Song Guoqing, an academic member of the People’s Bank of China monetary policy committee, predicted the nation’s expansion may cool to 7.4 percent this quarter. He also warned that a decline in producer prices in tandem with consumer inflation may hurt investment returns of industrial companies.
Investors also watched corporate results. Sales rose an average 3 percent in the second quarter among 123 members of the S&P 500 that have reported results so far, according to data compiled by Bloomberg. Only 41 percent of the reported companies have topped analysts’ estimates on sales, while 73 percent have beaten on profit, the data show.

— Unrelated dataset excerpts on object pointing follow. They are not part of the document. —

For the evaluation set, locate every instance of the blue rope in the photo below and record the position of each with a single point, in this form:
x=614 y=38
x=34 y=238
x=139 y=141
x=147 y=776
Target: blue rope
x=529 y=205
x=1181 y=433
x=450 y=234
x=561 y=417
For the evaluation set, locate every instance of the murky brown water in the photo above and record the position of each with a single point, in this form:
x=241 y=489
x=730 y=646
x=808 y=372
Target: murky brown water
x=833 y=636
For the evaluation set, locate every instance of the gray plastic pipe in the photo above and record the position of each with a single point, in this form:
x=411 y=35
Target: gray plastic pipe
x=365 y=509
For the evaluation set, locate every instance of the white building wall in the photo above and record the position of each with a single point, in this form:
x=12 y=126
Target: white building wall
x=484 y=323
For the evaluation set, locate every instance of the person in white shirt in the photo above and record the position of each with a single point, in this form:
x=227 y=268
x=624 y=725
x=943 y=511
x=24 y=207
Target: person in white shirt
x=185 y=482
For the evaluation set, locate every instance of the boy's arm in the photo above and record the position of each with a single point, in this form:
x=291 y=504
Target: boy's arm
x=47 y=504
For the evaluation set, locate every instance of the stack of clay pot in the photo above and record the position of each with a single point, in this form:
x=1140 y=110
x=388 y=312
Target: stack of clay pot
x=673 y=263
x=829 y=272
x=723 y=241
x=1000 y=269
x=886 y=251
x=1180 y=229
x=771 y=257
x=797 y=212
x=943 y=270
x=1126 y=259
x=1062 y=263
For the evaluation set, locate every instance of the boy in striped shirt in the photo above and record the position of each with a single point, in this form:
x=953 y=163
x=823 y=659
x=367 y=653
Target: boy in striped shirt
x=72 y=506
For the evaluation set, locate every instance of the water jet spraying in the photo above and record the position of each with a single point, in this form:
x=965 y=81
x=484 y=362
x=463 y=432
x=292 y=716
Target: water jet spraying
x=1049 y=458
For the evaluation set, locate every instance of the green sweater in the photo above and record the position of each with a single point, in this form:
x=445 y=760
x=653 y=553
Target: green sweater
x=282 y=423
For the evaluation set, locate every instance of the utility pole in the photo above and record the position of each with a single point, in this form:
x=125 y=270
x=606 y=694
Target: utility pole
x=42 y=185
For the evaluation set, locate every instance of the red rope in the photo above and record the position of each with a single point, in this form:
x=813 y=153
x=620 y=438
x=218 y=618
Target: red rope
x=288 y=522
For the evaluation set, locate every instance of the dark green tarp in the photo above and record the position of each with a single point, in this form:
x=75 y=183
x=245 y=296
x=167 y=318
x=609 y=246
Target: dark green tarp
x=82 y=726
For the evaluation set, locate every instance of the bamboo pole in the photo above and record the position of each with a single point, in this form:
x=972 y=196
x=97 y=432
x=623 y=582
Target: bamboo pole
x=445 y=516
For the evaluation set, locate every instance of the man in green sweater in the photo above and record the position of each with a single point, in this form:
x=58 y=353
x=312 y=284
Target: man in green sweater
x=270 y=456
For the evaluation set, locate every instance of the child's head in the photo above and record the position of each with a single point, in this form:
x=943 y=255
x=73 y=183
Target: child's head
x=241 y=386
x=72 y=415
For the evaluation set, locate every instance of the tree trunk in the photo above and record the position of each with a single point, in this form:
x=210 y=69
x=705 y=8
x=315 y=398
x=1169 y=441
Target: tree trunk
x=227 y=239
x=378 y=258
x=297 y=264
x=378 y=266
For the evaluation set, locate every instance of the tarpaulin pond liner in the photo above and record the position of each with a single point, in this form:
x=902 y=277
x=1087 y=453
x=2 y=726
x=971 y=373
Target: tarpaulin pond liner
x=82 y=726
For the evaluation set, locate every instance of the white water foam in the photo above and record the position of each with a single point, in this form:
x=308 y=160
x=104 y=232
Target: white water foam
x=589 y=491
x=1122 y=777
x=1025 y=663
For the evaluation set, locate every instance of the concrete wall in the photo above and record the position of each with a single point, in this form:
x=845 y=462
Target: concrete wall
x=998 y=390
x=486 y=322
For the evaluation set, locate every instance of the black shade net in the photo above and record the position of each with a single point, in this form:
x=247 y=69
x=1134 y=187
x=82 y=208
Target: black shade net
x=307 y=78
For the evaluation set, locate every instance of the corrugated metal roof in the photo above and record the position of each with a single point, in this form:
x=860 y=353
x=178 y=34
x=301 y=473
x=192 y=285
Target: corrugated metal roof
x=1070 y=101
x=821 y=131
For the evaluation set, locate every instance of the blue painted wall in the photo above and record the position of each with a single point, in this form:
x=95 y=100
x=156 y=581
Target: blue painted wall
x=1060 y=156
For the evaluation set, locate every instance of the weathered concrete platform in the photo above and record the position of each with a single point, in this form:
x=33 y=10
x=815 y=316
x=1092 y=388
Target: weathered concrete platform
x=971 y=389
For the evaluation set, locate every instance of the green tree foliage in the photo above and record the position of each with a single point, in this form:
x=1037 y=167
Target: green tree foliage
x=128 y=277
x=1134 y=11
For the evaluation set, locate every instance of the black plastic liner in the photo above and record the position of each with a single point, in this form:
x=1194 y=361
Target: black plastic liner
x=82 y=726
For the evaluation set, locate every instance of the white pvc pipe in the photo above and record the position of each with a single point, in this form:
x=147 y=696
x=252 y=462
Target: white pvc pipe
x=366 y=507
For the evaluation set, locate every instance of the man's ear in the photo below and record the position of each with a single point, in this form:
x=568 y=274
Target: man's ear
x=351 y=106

All 10 groups in the S&P 500 retreated today. The Morgan Stanley Cyclical Index of companies most-dependent on economic growth lost 2.1 percent. Morgan Stanley dropped 3.6 percent to $12.33. Bank of America sank 2 percent to $6.93. Freeport- McMoRan, the biggest publicly traded copper producer, slipped 4.2 percent to $32.35.
McDonald’s slipped 2.8 percent to $89.04. Chief Executive Officer Don Thompson, who took the helm earlier this month, has struggled to lure budget-conscious Americans with a new extra- value menu. Sales at stores open at least 13 months in the U.S. rose 3.6 percent, the slowest growth in five quarters.
Apple Inc., the world’s largest company by market value, lost 2.4 percent to $589.99. Tomorrow, it will probably report profit grew 35 percent to $9.86 billion, according to the average of analysts’ estimates compiled by Bloomberg. Sales are projected to rise 31 percent to $37.3 billion. While that kind of growth would outpace gains by most of Apple’s technology peers, it would be the company’s slowest since 2009.
Facebook Inc. dropped 2.2 percent to $28.14. The largest social-networking service is getting its first crack as a public company this week to allay the growth concerns that have made it the second-worst performing U.S. technology initial public offering of 2012. Executives will hold a conference call July 26 to discuss second-quarter results.
Sales probably rose 30 percent to $1.16 billion in the June period, according to analyst predictions compiled by Bloomberg. That would be the slowest growth rate yet disclosed by the company co-founded by Mark Zuckerberg in 2004 in a Harvard University dorm room.
RailAmerica Inc. jumped 9.4 percent to $27.15. Genesee & Wyoming Inc. agreed to purchase the short-line railroad controlled by Fortress Investment Group LLC for $1.39 billion to combine North America’s two largest short-line and regional rail operators.
U.S. shares of Nexen Inc. surged 53 percent to $26.06. Cnooc Ltd. agreed to pay $15.1 billion in cash to acquire Calgary-based Nexen in the biggest overseas acquisition by a Chinese company.
Better-than-forecast earnings are masking weaker sales growth in the most recent quarter as U.S. companies including International Business Machines Corp. improve margins to top estimates.
The gap in results signals companies may hold off hiring and expanding until demand rebounds globally. Federal Reserve Chairman Ben S. Bernanke told lawmakers last week that progress in reducing unemployment may be “frustratingly slow” with joblessness stuck above 8 percent since February 2009.
Analysts have lowered predictions for profit and revenue in recent months. For earnings, they estimate a 1.6 percent decline on average among all S&P 500 members after anticipating a 0.5 percent increase in May. Revenue may rise 1.8 percent on average, down from a 3.7 percent estimate in May.
“People are sitting on the sidelines right now waiting to see what happens,” Verizon Communications Inc. Chief Financial Officer Fran Shammo said in a telephone interview last week after the New York-based company reported in-line second-quarter profit and sales. “This isn’t helping with growth, so I think we will continue to mosey along here in the states.”